Je Suis Charlie
The Je Suis Charlie slogan was created to show solidarity with the journalists killed in the Paris shootings Reuters

French police have reportedly questioned an eight-year-old after he allegedly claimed at a Nice school, in southern France: "Je ne suis pas Charlie, je suis avec les terrorists" (I am not Charlie [Hebdo], I'm with the terrorists).

Ahmed and his father were summoned by police for apology of terrorism following a report of the school's headmaster. A day after the deadly shooting at the Paris headquarters of satirical magazine Charlie Hebdo at the hands of the Kouachi brothers that left 12 people killed, the boy reportedly refused to take part to a solidarity event organised in the playground.

He also voiced his support to the gunmen, who claimed their attacks were justified by the mag's cartoons depicting Prophet Mohammed.
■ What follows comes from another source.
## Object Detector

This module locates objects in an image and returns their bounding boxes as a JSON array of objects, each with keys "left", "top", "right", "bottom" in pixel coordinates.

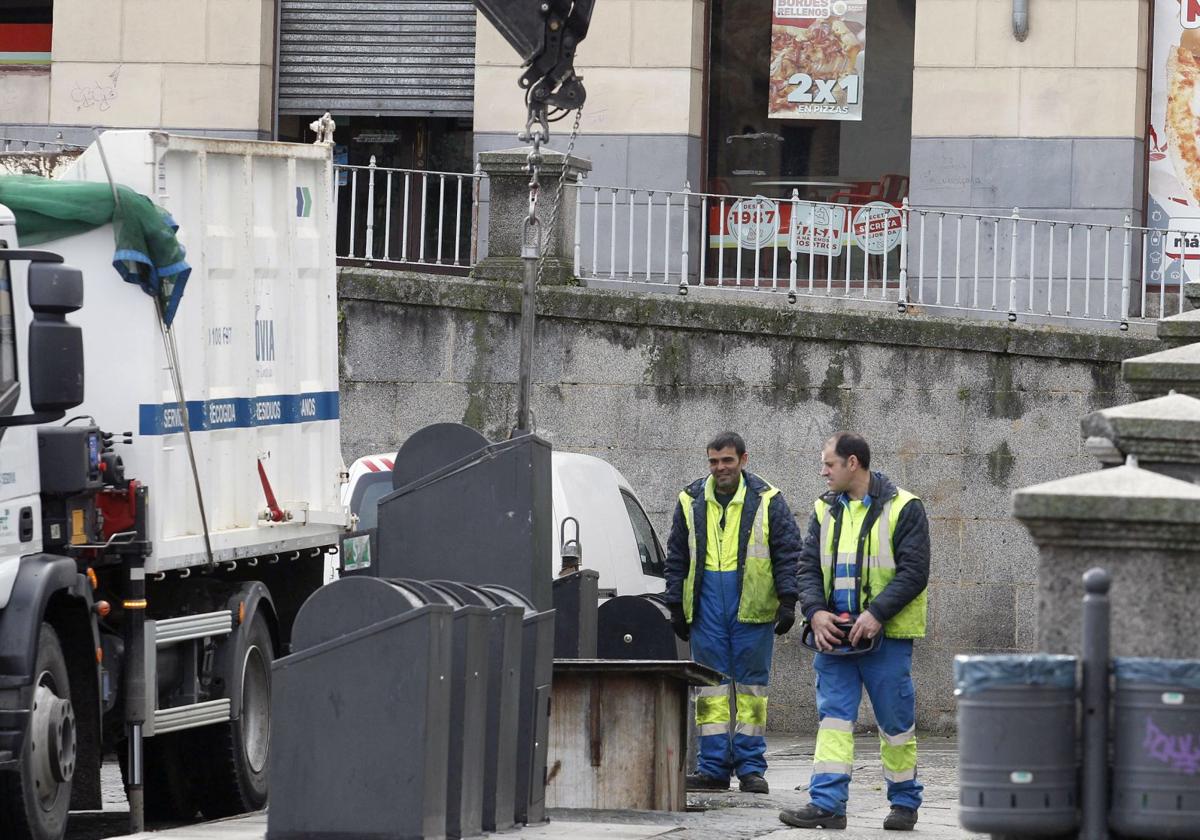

Ahmed is believed to have said "the journalists deserved death".

The father was reported to have had a verbal row with a teacher.

"In the current context, the school principal decided to report to police what had happened," said Marcel Authier, in charge of the region's public security.

"We summoned the child and his father to try to understand how an eight-year-old boy could hold such radical ideas," he added. "Obviously, the child doesn't understand what he's saying."

The boy's lawyer Sefen Guez Guez wrote on his twitter feed that the child admitted saying the words "I am with the terrorists" but he had no idea what the word "terrorism" meant when asked by police.

The Collective Against Islamophobia in France (CCIF), a leading anti-racism watchdog, released a statement denouncing "the collective hysteria that has engulfed France since early January".